CertC++-FLP36ΒΆ
Preserve precision when converting integral values to floating-point type
Required inputs: IR, StaticSemanticAnalysis
Narrower arithmetic types can be cast to wider types without any effect on the magnitude of numeric values. However, whereas integer types represent exact values, floating-point types have limited precision. The C Standard, 6.3.1.4 paragraph 2 [ ISO/IEC 9899:2011], states
When a value of integer type is converted to a real floating type, if the value being converted can be represented exactly in the new type, it is unchanged. If the value being converted is in the range of values that can be represented but cannot be represented exactly, the result is either the nearest higher or nearest lower representable value, chosen in an implementation-defined manner. If the value being converted is outside the range of values that can be represented, the behavior is undefined. Results of some implicit conversions may be represented in greater range and precision than that required by the new type (see 6.3.1.8 and 6.8.6.4).

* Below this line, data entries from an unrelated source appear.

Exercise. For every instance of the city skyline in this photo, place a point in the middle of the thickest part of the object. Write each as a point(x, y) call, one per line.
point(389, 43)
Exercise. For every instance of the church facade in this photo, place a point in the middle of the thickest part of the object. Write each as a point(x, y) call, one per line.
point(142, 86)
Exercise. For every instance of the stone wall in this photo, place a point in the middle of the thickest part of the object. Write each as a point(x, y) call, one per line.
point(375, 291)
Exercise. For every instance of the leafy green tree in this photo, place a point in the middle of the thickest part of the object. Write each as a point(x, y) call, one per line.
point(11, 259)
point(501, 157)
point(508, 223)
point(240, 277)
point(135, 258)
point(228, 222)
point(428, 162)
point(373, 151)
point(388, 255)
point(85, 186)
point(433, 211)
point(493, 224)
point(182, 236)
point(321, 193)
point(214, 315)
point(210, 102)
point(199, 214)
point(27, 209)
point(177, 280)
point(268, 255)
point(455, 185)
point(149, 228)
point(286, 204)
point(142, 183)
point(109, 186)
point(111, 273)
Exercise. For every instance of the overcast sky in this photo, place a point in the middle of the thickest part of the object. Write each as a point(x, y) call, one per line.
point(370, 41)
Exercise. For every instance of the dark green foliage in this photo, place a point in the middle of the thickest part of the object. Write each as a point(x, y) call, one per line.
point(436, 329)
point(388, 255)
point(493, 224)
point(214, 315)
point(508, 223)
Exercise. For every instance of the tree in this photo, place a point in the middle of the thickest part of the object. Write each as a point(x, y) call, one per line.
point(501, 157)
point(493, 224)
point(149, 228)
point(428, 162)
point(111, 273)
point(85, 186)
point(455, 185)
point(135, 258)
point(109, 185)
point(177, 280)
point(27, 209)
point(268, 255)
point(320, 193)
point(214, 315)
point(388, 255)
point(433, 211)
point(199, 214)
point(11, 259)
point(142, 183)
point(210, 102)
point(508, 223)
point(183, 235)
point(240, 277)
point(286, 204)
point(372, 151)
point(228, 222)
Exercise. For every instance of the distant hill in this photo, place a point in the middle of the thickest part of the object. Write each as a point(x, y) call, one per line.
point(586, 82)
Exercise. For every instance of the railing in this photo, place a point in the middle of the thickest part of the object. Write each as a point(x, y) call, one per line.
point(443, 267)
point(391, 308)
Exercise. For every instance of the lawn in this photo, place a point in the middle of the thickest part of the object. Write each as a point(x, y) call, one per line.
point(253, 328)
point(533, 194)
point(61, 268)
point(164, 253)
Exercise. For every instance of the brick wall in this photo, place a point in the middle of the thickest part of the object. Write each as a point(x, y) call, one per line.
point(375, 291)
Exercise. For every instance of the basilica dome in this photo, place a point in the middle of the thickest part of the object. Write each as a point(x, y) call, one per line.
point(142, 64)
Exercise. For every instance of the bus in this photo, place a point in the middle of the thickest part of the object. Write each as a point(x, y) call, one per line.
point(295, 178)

Conversion from integral types to floating-point types without sufficient precision can lead to loss of precision (loss of least significant bits). No runtime exception occurs despite the loss.
Noncompliant Code Example
In this noncompliant example, a large value of type
long int is converted to a value of type
float without ensuring it is representable in the type:
#include <stdio.h>
int main(void) {
long int big = 1234567890L;
float approx = big;
printf("%ld\n", (big - (long int)approx));
return 0;
}
For most floating-point hardware, the value closest to
1234567890 that is representable in type
float is
1234567844; consequently, this program prints the value
-46.
Compliant Solution
This compliant solution replaces the type
float with a
double. Furthermore, it uses an assertion to guarantee that the
double type can represent any
long int without loss of precision. (See
INT35-C.
Use correct integer precisions and
MSC11-C.
Incorporate diagnostic tests using assertions.)
#include <assert.h>
#include <float.h>
#include <limits.h>
#include <math.h>
#include <stdint.h>
#include <stdio.h>
extern size_t popcount(uintmax_t); /* See INT35-C */
#define PRECISION(umax_value) popcount(umax_value)
int main(void) {
assert(PRECISION(LONG_MAX) <= DBL_MANT_DIG * log2(FLT_RADIX));
long int big = 1234567890L;
double approx = big;
printf("%ld\n", (big - (long int)approx));
return 0;
}
On the same implementation, this program prints
0, implying that the integer value
1234567890 is representable in type
double without change.
Risk Assessment
Conversion from integral types to floating-point types without sufficient precision can lead to loss of precision (loss of least significant bits).
| Rule | Severity | Likelihood | Remediation Cost | Priority | Level |
|---|---|---|---|---|---|
| FLP36-C | Low | Unlikely | Medium | P2 | L3 |
Related Guidelines
| Taxonomy | Taxonomy item | Relationship |
|---|---|---|
| CERT C Secure Coding Standard | DCL03-C. Use a static assertion to test the value of a constant expression | Prior to 2018-01-12: CERT: Unspecified Relationship |
| CERT Oracle Secure Coding Standard for Java | NUM13-J. Avoid loss of precision when converting primitive integers to floating-point | Prior to 2018-01-12: CERT: Unspecified Relationship |
Bibliography
| [ ISO/IEC 9899:2011] | Subclause 6.3.1.4, "Real Floating and Integer" |
Possible Messages
Key |
Text |
Severity |
Disabled |
|---|---|---|---|
reduced_precision |
Preserve precision when converting integral values to floating-point type. |
None |
False |
Options
This rule shares the following common options: exclude_in_macros, exclude_messages_in_system_headers, excludes, extend_exclude_to_macro_invocations, includes, justification_checker, languages, post_processing, provider, report_at, severity
The following places define options that affect this rule: Stylechecks, Analysis-GlobalOptions
This rule has no individual options.